Aku mengangguk singkat dan kembali bergabung dengan yang lain. Kami semua – termasuk Laura – segera berangkat ke restoran yang dimaksud Marcus dengan mobilnya dan mobil Hellen. Hellen, aku, dan Laura berada di satu mobil sedangkan Marcus dan James di mobil lainnya. Jarak restoran dari kantor cukup dekat, hanya membutuhkan waktu lima belas menit perjalanan saja.

Kami nyaris tidak mendapatkan tempat parkir karena restoran sangat ramai. Ternyata hari ini adalah hari grand opening dari restoran ramen dengan nama Shokuyoku ini. Restoran ini memiliki desain dengan dominan material kayu dan memiliki pencahayaan kekuningan yang menambah suasana hangat. Lampion merah besar bergantungan di setiap sisi atap bangunan.

Aku terkejut karena kami bisa langsung masuk dan mendapatkan meja karena saat kami tiba, orang-orang masih berdiri mengantri di meja penerima tamu. Kami diarahkan oleh salah satu staf untuk duduk di dalam ruang VIP. Saat pintu tertutup, kebisingan dari luar juga ikut teredam. Ruangan ini memiliki projector yang menembakkan gambar suasana musim semi Jepang di salah satu sisi dinding.

“Bagaimana kamu bisa membawa kita langsung masuk, Marcus?” tanya Hellen, menyuarakan pertanyaan kami semua.

“Aku kenal dengan pemiliknya,” jawabnya singkat.

Kami segera duduk dan membuka buku menu tanpa banyak bicara karena kami semua sudah sama-sama lapar. Perutku langsung berbunyi dengan hanya menatap gambar-gambar ramen di buku menu ini. Saat kita lapar semua makanan akan terlihat enak dan membuat kita jadi lapar mata. Aku harus menahan diri dan menyadari kemampuan makanku agar tidak memesan makanan berlebihan yang akan berakhir dengan membuang makanan.

Kami semua menatap buku menu dalam diam selama lebih dari lima menit sebelum akhirnya memesan makanan. Aku berakhir dengan memesan spicy signature tatanmen dan kami memesan dua porsi gyoza untuk dibagi. Staf restoran segera meninggalkan ruangan dan meminta kami menunggu sekitar kurang lebih dua puluh menit untuk makanan kami.

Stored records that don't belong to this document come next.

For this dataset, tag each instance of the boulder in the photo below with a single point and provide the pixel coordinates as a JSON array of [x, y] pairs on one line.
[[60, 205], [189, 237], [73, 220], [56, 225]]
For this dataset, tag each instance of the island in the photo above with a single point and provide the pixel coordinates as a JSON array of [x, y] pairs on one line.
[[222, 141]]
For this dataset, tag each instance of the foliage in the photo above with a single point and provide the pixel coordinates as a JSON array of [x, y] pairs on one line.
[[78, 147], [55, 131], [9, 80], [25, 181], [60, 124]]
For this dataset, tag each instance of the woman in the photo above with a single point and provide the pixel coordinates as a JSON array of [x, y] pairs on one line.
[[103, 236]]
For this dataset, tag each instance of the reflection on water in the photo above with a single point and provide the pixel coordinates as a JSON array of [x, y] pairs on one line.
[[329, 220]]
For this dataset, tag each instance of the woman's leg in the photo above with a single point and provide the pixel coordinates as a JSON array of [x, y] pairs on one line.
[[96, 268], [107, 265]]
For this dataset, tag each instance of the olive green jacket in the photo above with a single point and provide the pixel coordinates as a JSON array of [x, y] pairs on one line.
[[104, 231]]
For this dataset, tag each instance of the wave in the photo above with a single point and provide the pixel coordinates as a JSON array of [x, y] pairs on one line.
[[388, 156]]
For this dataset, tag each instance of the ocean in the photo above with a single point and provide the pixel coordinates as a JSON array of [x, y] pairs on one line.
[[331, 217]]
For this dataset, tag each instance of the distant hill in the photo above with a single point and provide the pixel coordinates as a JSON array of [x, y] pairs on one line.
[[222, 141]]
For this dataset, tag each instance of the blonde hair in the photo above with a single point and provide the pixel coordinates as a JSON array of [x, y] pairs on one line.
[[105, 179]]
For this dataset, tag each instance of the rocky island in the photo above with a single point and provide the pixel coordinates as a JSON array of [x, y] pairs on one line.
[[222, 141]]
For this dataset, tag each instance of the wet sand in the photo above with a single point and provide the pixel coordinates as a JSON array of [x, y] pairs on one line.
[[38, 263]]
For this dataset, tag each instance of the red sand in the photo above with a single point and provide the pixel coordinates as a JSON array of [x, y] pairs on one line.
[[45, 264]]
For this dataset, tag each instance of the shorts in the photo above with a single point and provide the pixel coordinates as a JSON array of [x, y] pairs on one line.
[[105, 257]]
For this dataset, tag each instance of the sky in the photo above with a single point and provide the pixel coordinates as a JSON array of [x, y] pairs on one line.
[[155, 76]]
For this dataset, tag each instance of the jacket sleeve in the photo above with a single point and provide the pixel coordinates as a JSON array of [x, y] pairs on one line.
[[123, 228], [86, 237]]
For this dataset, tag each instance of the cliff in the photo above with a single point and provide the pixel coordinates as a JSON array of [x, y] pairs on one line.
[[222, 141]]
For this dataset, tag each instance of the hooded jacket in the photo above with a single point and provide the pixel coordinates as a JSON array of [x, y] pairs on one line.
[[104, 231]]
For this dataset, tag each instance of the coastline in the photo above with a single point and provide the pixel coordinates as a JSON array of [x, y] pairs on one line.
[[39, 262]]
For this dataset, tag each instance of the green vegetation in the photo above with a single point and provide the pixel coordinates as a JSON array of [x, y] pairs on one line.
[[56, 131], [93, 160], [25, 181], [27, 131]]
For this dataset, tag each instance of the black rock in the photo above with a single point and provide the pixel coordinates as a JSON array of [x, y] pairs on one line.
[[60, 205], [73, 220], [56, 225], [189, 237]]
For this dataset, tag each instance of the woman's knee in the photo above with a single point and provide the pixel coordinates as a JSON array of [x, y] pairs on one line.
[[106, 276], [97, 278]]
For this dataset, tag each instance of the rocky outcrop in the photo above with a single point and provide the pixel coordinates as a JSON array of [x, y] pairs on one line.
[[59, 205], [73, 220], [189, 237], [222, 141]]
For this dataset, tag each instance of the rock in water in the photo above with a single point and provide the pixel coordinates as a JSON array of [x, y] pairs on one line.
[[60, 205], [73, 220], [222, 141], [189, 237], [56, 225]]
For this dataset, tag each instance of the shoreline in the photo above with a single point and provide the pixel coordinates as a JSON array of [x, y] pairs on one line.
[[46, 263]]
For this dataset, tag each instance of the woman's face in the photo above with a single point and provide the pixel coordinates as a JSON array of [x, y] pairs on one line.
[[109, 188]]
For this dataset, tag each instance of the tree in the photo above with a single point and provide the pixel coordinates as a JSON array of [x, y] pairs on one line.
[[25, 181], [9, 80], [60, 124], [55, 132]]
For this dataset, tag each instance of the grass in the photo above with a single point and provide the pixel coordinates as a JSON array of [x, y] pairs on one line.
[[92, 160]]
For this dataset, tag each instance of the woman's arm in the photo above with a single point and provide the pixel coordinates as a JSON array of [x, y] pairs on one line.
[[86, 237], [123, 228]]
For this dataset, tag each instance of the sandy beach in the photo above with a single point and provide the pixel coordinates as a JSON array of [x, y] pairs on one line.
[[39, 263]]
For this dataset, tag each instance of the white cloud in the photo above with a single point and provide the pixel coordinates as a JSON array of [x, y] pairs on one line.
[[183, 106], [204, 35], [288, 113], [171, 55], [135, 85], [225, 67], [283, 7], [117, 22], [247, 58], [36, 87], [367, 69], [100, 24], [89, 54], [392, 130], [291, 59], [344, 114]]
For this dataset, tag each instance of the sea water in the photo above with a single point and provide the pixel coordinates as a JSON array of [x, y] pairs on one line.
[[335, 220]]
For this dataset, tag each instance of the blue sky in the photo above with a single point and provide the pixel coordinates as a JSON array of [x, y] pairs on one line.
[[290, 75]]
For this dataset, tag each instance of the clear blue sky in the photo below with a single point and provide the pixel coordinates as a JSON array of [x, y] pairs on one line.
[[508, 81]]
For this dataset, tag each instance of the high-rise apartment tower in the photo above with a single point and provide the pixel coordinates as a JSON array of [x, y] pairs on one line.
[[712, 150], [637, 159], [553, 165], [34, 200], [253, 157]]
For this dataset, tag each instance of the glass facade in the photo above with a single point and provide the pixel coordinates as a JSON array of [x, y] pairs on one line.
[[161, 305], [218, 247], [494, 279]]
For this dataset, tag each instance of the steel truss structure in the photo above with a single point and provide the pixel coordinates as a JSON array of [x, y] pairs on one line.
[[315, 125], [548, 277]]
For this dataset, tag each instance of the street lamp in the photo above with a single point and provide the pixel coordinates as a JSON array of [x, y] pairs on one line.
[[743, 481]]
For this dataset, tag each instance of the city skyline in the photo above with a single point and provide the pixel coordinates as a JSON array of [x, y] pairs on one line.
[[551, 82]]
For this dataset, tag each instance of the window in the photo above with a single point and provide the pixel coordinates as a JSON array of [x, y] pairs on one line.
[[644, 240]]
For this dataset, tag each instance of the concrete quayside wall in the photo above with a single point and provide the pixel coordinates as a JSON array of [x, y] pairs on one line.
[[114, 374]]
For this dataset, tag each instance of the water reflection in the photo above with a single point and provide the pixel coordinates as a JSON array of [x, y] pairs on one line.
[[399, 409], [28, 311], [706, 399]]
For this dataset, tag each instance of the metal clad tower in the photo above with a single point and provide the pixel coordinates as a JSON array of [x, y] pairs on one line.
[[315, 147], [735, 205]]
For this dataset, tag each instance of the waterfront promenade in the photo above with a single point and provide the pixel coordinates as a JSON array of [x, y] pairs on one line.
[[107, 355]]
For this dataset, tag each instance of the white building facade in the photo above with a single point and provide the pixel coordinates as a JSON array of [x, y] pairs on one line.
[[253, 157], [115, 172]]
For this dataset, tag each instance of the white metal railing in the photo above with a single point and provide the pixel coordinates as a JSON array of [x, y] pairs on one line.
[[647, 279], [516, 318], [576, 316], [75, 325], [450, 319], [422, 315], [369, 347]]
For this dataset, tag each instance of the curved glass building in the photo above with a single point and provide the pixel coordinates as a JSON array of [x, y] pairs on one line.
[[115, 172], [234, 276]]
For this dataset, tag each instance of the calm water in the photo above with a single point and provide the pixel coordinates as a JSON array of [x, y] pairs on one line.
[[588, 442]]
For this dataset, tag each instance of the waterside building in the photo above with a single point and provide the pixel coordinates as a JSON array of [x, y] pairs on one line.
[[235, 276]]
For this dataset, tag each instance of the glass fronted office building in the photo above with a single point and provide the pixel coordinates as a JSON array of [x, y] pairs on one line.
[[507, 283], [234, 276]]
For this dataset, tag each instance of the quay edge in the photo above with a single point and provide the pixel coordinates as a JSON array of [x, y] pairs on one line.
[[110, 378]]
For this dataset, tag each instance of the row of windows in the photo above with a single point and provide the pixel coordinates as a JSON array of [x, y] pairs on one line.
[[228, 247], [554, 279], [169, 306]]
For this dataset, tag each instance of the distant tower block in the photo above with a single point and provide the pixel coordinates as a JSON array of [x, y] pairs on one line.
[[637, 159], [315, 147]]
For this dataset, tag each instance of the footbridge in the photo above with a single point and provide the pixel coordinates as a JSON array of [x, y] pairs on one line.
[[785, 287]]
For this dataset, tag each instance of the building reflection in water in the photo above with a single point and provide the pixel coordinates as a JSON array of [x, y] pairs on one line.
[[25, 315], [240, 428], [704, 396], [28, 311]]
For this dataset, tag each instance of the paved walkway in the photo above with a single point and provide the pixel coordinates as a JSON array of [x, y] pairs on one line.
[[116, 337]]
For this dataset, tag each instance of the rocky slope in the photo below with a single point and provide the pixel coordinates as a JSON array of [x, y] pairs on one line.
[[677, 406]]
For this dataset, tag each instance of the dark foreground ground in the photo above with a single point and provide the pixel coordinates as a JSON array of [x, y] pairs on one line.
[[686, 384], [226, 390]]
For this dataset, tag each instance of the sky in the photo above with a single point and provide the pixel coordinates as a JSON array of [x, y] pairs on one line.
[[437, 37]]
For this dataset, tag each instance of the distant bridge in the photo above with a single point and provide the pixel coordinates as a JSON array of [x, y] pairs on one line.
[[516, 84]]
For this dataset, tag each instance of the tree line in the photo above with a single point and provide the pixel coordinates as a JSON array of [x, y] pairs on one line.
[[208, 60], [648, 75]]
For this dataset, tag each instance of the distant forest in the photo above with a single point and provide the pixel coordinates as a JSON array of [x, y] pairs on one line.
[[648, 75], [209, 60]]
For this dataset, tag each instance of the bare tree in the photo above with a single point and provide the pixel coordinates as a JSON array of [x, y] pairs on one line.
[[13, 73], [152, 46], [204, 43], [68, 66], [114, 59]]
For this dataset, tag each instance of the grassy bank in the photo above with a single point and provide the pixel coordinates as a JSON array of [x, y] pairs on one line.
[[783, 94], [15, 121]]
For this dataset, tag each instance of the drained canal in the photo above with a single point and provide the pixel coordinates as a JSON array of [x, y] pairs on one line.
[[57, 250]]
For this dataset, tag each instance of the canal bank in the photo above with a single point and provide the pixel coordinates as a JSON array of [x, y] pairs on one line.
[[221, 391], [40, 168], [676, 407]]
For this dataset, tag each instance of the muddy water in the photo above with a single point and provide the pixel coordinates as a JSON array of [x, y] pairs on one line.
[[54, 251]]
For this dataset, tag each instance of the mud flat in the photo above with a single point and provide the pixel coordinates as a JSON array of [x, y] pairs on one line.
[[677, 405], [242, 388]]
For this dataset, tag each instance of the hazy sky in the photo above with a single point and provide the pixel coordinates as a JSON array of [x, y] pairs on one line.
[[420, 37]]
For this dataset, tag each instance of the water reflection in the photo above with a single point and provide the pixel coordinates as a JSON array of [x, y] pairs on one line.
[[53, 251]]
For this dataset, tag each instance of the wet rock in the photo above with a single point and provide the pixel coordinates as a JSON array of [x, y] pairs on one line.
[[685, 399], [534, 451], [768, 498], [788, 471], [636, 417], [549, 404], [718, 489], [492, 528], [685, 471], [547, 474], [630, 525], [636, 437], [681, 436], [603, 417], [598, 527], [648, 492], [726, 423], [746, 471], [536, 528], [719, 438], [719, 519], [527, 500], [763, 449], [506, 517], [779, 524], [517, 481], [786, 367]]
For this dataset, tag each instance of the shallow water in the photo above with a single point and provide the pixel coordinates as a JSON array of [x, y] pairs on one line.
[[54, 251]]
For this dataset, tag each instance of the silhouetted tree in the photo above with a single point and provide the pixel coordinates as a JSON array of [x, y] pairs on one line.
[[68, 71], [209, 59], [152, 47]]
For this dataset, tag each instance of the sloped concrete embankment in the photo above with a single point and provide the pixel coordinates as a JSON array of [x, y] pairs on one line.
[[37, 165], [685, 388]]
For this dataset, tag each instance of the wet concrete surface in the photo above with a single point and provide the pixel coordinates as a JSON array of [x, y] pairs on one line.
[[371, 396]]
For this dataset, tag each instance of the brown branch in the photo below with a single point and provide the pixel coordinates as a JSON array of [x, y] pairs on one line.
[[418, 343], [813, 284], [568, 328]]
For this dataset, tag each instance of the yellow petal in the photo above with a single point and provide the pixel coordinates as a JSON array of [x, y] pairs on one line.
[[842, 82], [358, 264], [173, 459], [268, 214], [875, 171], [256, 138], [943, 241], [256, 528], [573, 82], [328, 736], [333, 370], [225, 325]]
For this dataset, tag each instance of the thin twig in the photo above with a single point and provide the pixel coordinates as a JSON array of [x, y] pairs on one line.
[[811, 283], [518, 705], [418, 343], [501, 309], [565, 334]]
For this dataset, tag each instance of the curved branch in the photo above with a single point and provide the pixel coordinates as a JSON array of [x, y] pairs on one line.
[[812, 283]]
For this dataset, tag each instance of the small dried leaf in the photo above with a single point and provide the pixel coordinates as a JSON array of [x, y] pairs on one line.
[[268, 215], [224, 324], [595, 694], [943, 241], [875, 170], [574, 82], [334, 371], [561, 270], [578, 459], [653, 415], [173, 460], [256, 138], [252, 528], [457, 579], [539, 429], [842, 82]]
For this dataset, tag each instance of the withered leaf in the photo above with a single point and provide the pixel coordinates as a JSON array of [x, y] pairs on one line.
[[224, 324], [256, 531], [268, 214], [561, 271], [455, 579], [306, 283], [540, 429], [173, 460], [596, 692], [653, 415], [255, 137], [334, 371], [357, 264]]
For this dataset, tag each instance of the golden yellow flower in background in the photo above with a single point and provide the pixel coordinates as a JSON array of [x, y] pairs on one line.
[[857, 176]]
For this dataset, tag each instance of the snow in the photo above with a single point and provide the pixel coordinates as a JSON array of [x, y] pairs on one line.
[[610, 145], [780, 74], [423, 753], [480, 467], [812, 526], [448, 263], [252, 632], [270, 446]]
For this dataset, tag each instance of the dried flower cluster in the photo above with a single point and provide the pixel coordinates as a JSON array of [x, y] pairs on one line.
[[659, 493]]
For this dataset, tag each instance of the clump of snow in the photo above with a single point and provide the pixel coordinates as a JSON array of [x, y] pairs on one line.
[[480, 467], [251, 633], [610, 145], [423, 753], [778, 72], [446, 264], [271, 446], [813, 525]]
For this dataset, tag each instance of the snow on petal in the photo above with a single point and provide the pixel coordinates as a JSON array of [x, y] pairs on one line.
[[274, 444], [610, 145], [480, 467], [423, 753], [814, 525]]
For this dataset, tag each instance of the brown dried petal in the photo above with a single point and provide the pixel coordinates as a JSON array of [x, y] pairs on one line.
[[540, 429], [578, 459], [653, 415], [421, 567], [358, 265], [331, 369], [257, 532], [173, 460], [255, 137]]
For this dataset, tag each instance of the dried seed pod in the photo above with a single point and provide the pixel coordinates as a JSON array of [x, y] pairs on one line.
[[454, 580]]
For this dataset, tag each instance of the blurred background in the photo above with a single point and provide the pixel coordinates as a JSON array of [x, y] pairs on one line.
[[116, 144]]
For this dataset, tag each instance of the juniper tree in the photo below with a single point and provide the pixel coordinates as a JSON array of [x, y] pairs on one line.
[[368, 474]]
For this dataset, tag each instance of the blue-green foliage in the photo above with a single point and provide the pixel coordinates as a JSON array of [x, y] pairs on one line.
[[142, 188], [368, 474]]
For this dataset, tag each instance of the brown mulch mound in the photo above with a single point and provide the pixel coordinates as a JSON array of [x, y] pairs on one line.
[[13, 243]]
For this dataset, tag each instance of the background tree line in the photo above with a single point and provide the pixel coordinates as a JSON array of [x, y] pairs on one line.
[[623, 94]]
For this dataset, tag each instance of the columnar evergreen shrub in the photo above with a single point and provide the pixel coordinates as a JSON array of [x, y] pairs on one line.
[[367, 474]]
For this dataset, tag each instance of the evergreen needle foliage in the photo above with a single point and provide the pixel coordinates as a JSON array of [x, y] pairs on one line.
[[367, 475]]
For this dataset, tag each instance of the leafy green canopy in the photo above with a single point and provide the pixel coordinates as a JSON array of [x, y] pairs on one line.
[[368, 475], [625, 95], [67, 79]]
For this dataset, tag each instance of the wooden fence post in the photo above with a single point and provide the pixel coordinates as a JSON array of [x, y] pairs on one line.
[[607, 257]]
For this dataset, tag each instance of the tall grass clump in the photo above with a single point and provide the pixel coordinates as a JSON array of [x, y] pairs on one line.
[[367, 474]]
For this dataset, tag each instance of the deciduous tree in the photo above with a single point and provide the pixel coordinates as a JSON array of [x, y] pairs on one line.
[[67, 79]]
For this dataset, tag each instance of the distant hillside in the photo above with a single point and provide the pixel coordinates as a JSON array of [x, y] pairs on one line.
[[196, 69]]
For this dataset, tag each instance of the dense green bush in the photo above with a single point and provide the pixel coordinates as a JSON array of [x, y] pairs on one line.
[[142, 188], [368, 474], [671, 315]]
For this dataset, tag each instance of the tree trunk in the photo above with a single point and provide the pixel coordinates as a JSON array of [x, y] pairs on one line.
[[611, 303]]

Sesaat setelah staf itu keluar ruangan, seorang perempuan berjalan masuk ke ruangan. Dia menyapa kami dengan ramah dan memperkenalkan dirinya sebagai pemilik restoran. Pemilik restsoran ini ramah sekali menyapa satu per satu tamunya di hari buka restorannya, pikirku dan sepertinya itu juga pikiran yang ada di kepala Hellen, James, dan Laura. Tiba-tiba perempuan itu – Julia Matsui – berjalan ke arah Marcus yang sudah berdiri dan memeluknya serta memberi kecupan di pipi Marcus. Mata kami semua memerhatikan mereka berdua. Kemudian Marcus memperkenalkan lagi Julia kepada kami.

“Perkenalkan, Julia Matsui adalah tunanganku,” ucap Marcus.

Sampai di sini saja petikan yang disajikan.